Tectonics and plate boundary processes along the Southeast Indian Ridge and the East Pacific Rise.

摘要

Classical plate tectonics describes crustal deformation in a simple kinematic way, with deformation occurring only at narrow boundaries of plates with rigid interiors. Many dynamic processes at these boundaries are not well understood. There are also apparent deviations from classical plate tectonics where significant intraplate deformation occurs. In this thesis, we analyze and model geophysical data from the Southeast Indian Ridge (SEIR) and the East Pacific Rise (EPR) to address some of these issues.; Hotspots often affect the dynamics of nearby spreading centers. As shown by bathymetry, side-scan sonar, and magnetic anomaly data, the Amsterdam-St. Paul (ASP) hotspot has altered the spreading history and geometry of nearby SEIR spreading axes.
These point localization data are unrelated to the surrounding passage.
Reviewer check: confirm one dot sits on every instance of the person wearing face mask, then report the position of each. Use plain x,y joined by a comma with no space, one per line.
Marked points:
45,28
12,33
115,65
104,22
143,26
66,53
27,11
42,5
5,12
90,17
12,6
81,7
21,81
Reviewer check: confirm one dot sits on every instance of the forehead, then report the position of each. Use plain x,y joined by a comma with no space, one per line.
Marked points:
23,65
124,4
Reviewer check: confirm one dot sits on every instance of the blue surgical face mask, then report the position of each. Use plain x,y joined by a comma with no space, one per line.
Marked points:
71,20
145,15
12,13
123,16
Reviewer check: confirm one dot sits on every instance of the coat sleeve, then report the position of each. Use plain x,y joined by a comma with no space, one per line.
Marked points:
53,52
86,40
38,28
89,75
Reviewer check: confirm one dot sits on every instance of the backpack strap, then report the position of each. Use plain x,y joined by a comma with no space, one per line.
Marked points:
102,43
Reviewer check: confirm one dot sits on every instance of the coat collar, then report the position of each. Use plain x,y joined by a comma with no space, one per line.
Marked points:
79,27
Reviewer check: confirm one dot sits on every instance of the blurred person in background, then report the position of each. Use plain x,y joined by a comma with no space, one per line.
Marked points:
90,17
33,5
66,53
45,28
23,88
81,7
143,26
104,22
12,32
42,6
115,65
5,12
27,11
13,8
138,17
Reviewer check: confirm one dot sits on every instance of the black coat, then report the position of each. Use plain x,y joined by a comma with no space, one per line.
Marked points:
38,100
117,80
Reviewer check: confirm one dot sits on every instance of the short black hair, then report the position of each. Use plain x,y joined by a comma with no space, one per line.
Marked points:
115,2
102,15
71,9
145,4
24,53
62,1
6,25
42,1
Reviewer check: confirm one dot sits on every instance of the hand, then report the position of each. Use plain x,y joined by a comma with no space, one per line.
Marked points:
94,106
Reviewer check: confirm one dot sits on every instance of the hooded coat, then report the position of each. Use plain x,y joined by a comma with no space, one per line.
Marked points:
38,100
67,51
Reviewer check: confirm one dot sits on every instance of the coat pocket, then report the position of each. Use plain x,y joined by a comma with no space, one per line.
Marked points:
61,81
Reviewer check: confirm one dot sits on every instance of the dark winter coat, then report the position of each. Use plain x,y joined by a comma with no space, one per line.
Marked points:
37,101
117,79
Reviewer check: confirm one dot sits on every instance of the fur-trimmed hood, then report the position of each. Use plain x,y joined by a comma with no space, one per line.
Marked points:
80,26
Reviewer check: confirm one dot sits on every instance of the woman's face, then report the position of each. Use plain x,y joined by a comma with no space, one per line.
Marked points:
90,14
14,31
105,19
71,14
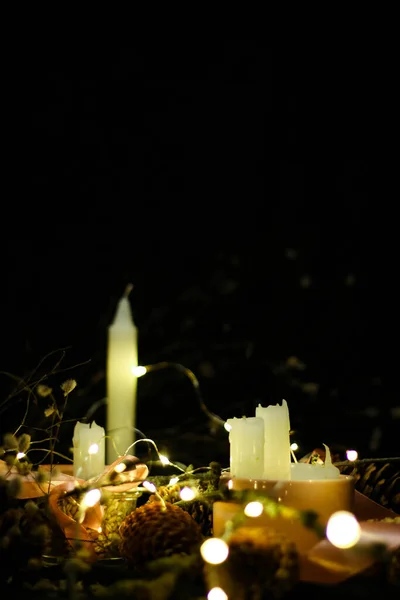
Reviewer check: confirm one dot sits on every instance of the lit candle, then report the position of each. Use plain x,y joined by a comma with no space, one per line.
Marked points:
122,359
246,437
89,450
276,440
303,471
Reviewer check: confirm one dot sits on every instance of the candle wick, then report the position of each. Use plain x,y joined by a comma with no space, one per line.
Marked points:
128,290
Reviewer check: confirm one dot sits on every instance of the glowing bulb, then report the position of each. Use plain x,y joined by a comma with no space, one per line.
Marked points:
351,454
343,529
217,594
214,551
187,493
93,449
120,467
139,371
253,509
149,486
91,498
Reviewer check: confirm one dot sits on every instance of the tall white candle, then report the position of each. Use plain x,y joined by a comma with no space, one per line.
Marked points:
246,438
122,358
89,450
276,440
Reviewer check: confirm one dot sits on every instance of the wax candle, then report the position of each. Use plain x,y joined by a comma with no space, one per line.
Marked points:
122,358
276,440
89,450
246,437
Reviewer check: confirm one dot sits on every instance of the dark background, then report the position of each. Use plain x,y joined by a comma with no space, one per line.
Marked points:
241,190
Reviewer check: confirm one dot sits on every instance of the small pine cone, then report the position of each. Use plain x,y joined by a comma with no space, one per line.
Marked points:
154,531
169,493
202,513
260,564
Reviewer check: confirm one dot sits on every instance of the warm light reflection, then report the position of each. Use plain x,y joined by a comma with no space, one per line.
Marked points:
93,449
214,551
187,494
91,498
163,459
139,371
120,467
253,509
149,486
343,530
217,594
351,454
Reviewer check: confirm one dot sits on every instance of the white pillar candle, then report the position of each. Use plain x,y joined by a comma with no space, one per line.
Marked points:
89,450
122,358
276,440
246,438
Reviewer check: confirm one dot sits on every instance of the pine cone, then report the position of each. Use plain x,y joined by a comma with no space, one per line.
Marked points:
260,564
201,512
154,531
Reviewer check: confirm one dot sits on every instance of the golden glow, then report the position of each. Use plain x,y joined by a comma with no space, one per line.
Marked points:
343,530
187,493
139,371
120,467
214,551
93,449
149,486
91,498
163,459
217,594
253,509
351,454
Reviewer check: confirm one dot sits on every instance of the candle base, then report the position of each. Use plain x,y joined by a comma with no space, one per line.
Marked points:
323,496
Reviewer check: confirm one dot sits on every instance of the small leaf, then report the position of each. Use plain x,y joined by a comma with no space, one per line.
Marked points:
24,441
43,390
10,442
68,386
49,411
14,486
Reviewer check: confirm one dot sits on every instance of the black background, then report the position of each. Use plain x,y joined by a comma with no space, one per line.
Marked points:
242,190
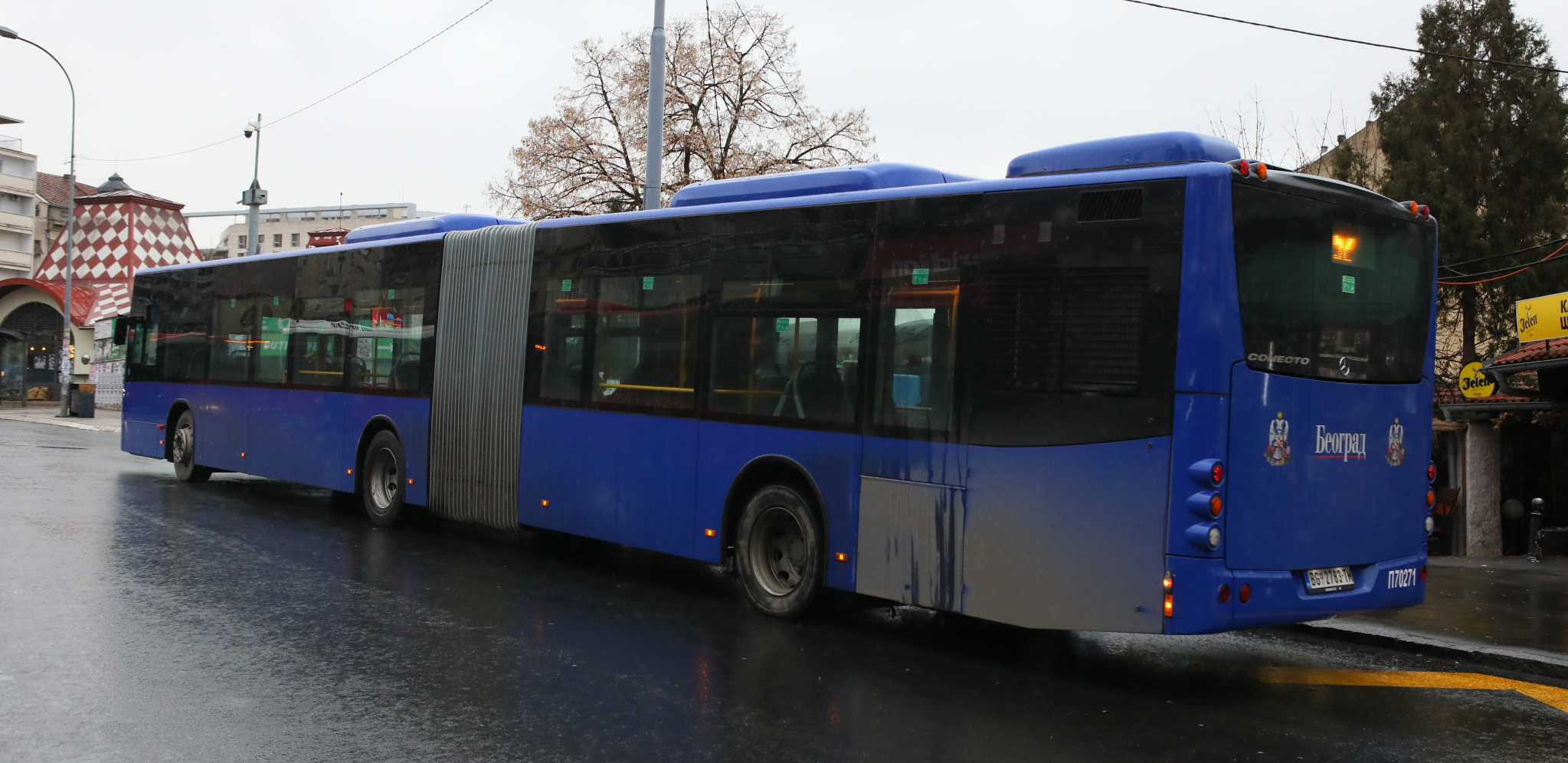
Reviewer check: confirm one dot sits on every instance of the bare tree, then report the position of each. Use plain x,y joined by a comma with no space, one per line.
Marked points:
735,107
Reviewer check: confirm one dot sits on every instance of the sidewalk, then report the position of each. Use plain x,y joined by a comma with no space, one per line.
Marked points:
1507,613
49,414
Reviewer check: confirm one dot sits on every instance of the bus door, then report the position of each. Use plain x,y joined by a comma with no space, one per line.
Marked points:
621,339
913,467
223,408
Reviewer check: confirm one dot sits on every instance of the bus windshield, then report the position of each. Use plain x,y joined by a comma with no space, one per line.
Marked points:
1331,290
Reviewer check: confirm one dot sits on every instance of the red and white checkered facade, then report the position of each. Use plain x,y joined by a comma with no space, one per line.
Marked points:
116,234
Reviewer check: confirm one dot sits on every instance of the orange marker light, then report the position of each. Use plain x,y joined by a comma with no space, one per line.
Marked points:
1344,247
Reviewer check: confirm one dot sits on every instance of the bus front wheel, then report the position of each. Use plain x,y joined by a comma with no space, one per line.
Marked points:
182,452
780,552
381,478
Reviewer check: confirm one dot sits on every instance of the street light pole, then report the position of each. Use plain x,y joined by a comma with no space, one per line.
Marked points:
71,228
656,107
254,196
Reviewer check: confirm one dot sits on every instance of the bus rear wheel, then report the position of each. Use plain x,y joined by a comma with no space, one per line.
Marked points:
182,452
780,552
381,480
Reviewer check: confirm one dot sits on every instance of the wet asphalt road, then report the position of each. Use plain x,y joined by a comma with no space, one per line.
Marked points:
251,619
The hotspot thickened the oceanic crust near the spreading center and reorganized the plate boundary through rift propagation and ridge jumps, creating the youngest known transform fault in the process.; The region near the ASP plateau has been suggested as where a wide, diffuse, NW-SE trending oceanic plate boundary meets the SEIR. Using data from the SEIR, we perform a statistical analysis and examine predictions of the model to test its validity. The boundary is not confirmed on statistical grounds, but evidence suggests that it does exist. However, it does not extend south of the St. Paul Fracture Zone, narrowing the previously proposed boundary by 800 km where it meets the SEIR. We also test the hypothesis that deformation near the eastern end of the SEIR, including a large intraplate earthquake can be explained by an additional plate boundary. If the earthquake lies on a plate boundary, its sense of slip should be right-lateral rather than the observed left-lateral motion, ruling out the hypothesis.; Asymmetric geophysical properties of the EPR near 17°S suggest more melt beneath the Pacific side than the Nazca side. Numerical modeling results indicate that the asymmetry may be produced by pressure-driven across-axis mantle flow from the Pacific superswell. Across-axis flow extends upwelling and melting to the west of the axis, but limits upwelling to the east, shutting off melting and accounting for the observed asymmetry.